En 1884, Jules Verne fait appel, dans L’Étoile du Sud, à un singulier personnage qui perturbe le cours du récit. Il s’agit d’une autruche qui avale, absorbe, engloutit tout ce qui est sa portée, qui s’empare sans scrupules d’une boule de billard comme du diamant le plus cher du monde. Ne retrouve-t-on pas une même pulsion orale, une désinvolture égale, une cleptomanie analogue, un toupet similaire dans le mot Dada et chez les dadaïstes ? Jules Verne, qui avait peut-être subodoré la fortune du mot, a baptisé l’autruche de L’Étoile du Sud du nom de Dada. Le mot Dada, passe-partout et pataphysique, y est pour beaucoup dans le scandale et le ralliement à Dada. C’est le nom d’une marque dont le contenu, ou plutôt le produit, reste indéterminé. C’est une marque qui n’est toujours pas périmée, même si chacun de ses produits a une stricte date de péremption.

Dada comme pense-bête

Pour mieux saisir notre suggestion de Dada comme pense-bête, il faut d’abord tordre le cou à quelques idées reçues concernant Dada :

  1. La Grande Guerre n’a pas plus accouché de Dada que dix ans de gaullisme n’ont provoqué Mai 68.
  2. Les petits groupes Dada, ici et là, même s’ils voulaient se déprendre du futurisme ou de l’expressionnisme, n’étaient pas des formations d’avant-garde.
  3. Il n’y a pas de message dada, ni d’utopie dada, tout est dans le medium, la performance, le moment de folie.
  4. Dada n’est ni dans la revendication politique, l’objection de conscience, le ressentiment, ni même dans la rébellion, mais dans l’au-delà des contraires, l’incertitude de la création. À tout prendre, Dada donne dans le dandysme, rarement dans le politisme.
  5. Dada n’est pas une école, même si aujourd’hui l’école de la République parodie Dada, sans le savoir.
  6. Le surréalisme ne succède pas à Dada, il est coextensif à Dada : Cravan, Duchamp, Vaché, Arp et Picabia sont dada-surréalistes.
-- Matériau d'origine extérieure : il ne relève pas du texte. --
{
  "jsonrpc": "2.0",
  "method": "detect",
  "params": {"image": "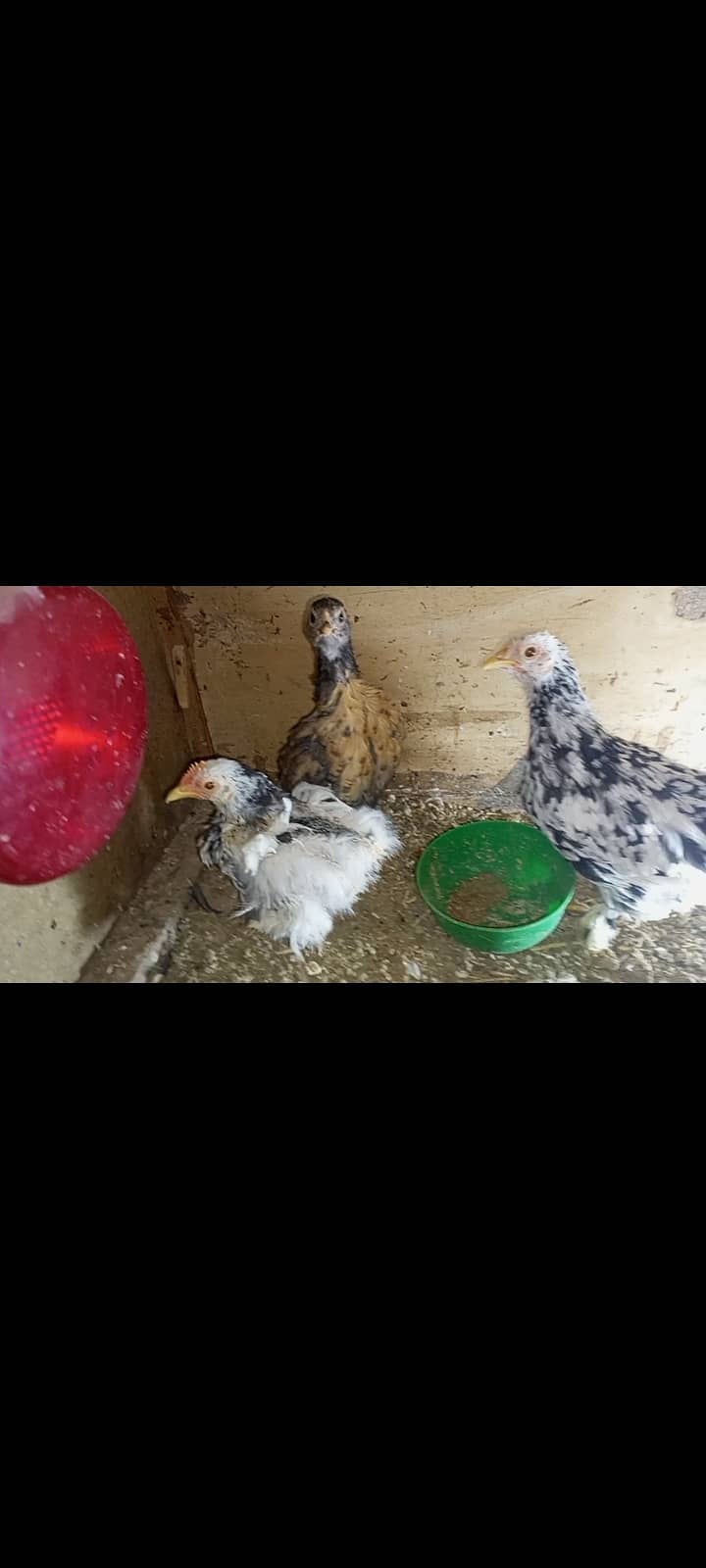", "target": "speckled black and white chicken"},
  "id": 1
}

[486,632,706,952]
[167,758,400,955]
Dada fait partie de ces événements, coupant court à toute descendance et défiant l’interprétation. Contre toute attente, ne faudrait-il pas croiser l’attrape-tout Dada avalant le monde avec la phénoménologie de Husserl mettant entre parenthèses les données sensibles et l’expérience vécue ? Dada pourrait être l’impensé des phénoménologues. De même, sachant que le geste dada par excellence transforme la moindre voyelle ou le moindre rien en coup de cymbale, Dada ne nous invite-t-il pas à passer à l’action en ayant recours à n’importe quel pense-bête ou guide-âne ? Car telle est la pratique philosophique de Dada, multiplier à l’infini les pense-bêtes pour nous inciter à agir, un jour ou l’autre, dans la folie du moment.

 Georges Sebbag

 

Notes

[1] Voir Raoul Hausmann, Courrier Dada, éd. M. Dachy, 2004, Allia, p. 16-21 et p. 99-102.

 

 

Références

« Le pense-bête Dada », Le Magazine littéraire, n° 446, octobre 2005.